Впервые я отметила в себе сильное тревожное состояние, когда должна была выступить на собрании в контексте моей работы. Тема, которую я знаю «от и до», люди, которые уважают и ценят меня, небольшой уютный офис. Директриса говорит: «Ольга выступит перед вами через десять минут». И начинается…
Руки становятся влажными, появляется какой-то неожиданный кашель и хрипота, сердце стучит сильнее и сильнее. Хочется провалиться куда-нибудь далеко и желательно навсегда, выйти в окно, сбежать и исчезнуть. Делая вид, что у меня зазвонил телефон, выхожу в коридор, закрывая за собой дверь, и пытаюсь собраться с мыслями.
Первая возникшая мысль была о том, что мне не нужна верхняя одежда, которая осталась в кабинете, и я вполне могу уйти сейчас без нее. Уйти и больше никогда не появляться в этой организации. Или же, что будет более похоже на правду, объяснить позже, что случилось что-то значительное и уйти мне было необходимо. В тот день я все-таки смогла взять себя в руки и выступить, но те ощущения и состояния быстро вросли в мою память и время от времени давали свои плоды.

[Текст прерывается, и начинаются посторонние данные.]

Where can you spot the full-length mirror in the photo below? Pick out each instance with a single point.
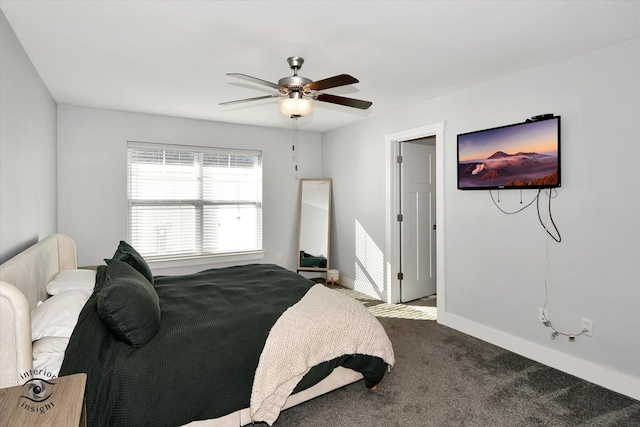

Так, в течение нескольких лет я находила красивое оправдание и избегала открытых уроков, публичных выступлений, отстаивания своего мнения внутри группы и т. д. Естественно, это сильно изменило мою жизнь.
Наша психика обладает интересными свойствами. То, что изначально придумывалось мной сознательно как стратегия избегания ситуаций, где я могу пережить неконтролируемое состояние тревоги, со временем стало ощущаться как абсолютно нормальное и логичное, рациональное и объяснимое действие. Например, я искренне верила, что не должна доказывать свой профессионализм перед коллегами_инями во время открытых уроков, так как я работаю там значительно дольше, чем любой_ая из них. Или что нет никакого смысла объяснять что-то людям на совещании, так как они имеют более слабое образование, и я лишь потеряю свое время. Подобных примеров действительно много, и мне сложно про них вспоминать.
Следует отметить, что я была старостой в группе, участвовала в огромном количестве проектов, в которых была организаторкой и которые вела, шла на красный диплом и имела вполне себе сформированные амбиции стать достойной специалисткой, развиваться в науке и т. д. Взяла ли я максимум из того периода и сделала ли все, чего искренне хотела? Нет. И виной тому была сильная тревога, которая стала моей постоянной попутчицей. В какой-то момент было сложно определить, кто из нас выступала в роли оруженосца – тревога или я.
Мышление, а именно установки, которые были приняты, находили миллиарды причин не участвовать в студенческих конференциях (и осуждать при этом выступающих, так как их доклады просты и неинтересны), а тревога тем временем занимала все большую территорию в моей жизни, выходя за пределы одних только публичных выступлений.
Однажды я поняла, что чувствую тревогу, приезжая в институт после кого-то. То есть момент, когда я захожу в аудиторию и там кто-то уже сидит, вызывает у меня переживание тревоги. Тогда я стала вставать на час раньше и приезжать в институт первой. Чуть позже мне стало некомфортно говорить что-то на паре, если на меня кто-то смотрит, и я стала садиться на первые парты, чтобы большая часть группы осталась за спиной.